«Я имею в виду дедушку. Ваш дедушка должен был кончить Оксфорд». Вы эту притчу хотели рассказать?
— Именно.
— Ну и напрасно, потому что ваш дед кончил университет, Джос. А мой отец был шофером такси. Не подделывайтесь под меня, не надо. Тем более вы — мой работодатель. В какой-то степени... До той поры, пока не отправлю рапорт в центр с оповещением о том, что я принял приглашение Института анализа внешней политики в Кембридже и считаю свою работу в конторе законченной.

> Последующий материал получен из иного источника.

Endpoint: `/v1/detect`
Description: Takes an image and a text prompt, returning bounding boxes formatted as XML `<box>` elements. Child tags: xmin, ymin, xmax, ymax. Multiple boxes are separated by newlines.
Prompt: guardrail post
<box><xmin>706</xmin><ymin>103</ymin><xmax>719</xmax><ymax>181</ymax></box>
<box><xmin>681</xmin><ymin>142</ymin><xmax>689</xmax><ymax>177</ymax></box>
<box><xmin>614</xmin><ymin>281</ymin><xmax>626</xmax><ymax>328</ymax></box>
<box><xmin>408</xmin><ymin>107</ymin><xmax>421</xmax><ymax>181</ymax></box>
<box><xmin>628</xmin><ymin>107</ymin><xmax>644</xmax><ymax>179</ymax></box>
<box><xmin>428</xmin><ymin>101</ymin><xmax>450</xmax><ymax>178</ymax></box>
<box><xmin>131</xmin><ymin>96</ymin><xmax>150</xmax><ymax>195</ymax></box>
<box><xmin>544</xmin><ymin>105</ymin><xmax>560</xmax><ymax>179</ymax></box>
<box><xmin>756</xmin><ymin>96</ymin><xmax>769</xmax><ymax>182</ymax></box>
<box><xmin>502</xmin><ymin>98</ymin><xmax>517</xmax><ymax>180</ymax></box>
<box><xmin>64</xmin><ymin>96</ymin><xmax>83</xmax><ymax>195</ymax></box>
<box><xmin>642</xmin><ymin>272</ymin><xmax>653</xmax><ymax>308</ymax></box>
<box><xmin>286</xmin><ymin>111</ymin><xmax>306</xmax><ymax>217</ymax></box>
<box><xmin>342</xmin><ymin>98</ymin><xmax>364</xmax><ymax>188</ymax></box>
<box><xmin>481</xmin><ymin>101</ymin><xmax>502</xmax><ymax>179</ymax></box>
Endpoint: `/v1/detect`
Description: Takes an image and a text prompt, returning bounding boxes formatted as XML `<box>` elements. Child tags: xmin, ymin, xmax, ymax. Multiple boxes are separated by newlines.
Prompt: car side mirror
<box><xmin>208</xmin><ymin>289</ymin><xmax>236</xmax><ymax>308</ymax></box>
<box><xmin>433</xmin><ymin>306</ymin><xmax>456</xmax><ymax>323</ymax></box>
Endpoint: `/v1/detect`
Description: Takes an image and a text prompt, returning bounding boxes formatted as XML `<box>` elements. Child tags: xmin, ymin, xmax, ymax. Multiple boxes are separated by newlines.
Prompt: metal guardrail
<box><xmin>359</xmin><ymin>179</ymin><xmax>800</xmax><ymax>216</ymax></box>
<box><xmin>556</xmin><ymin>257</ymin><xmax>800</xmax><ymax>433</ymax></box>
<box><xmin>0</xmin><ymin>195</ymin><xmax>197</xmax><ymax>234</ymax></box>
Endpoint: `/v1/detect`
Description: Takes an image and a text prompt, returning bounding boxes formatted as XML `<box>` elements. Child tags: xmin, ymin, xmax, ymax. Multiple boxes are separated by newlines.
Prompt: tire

— Только не пишите в рапорте, что причиной вашего ухода была моя бестактность. Вам не поверят.
— Поверят, — ответил Ричардсон, тронув указательным пальцем карман пиджака, — я записал наш разговор.
«Псих, — подумал Фол. — Или климакс? Господи, какой страшный возраст между пятьюдесятью и шестьюдесятью. Неужели я стану таким же?»
— Стив, послушайте. Я знаю имена всех кредиторов Золле. Из родственников покойной фрау Анны меня интересуют только Зигфрид Рив и Карл Уве Райхенбау. Что касается его парников, то вчера утром он сдал их в аренду племяннице покойной фрау Анны на два года. Интересует меня также господин Орс. Не знаю, проходит ли он по вашим бумагам? Он дал возможность господину Золле ксерокопировать материалы в Боннском университете. А там, мне сказали, страница стоит десять пфеннигов, а не сорок, как на почте.
— У вас есть еще один центр, работающий на севере? — спросил Ричардсон несколько растерянно.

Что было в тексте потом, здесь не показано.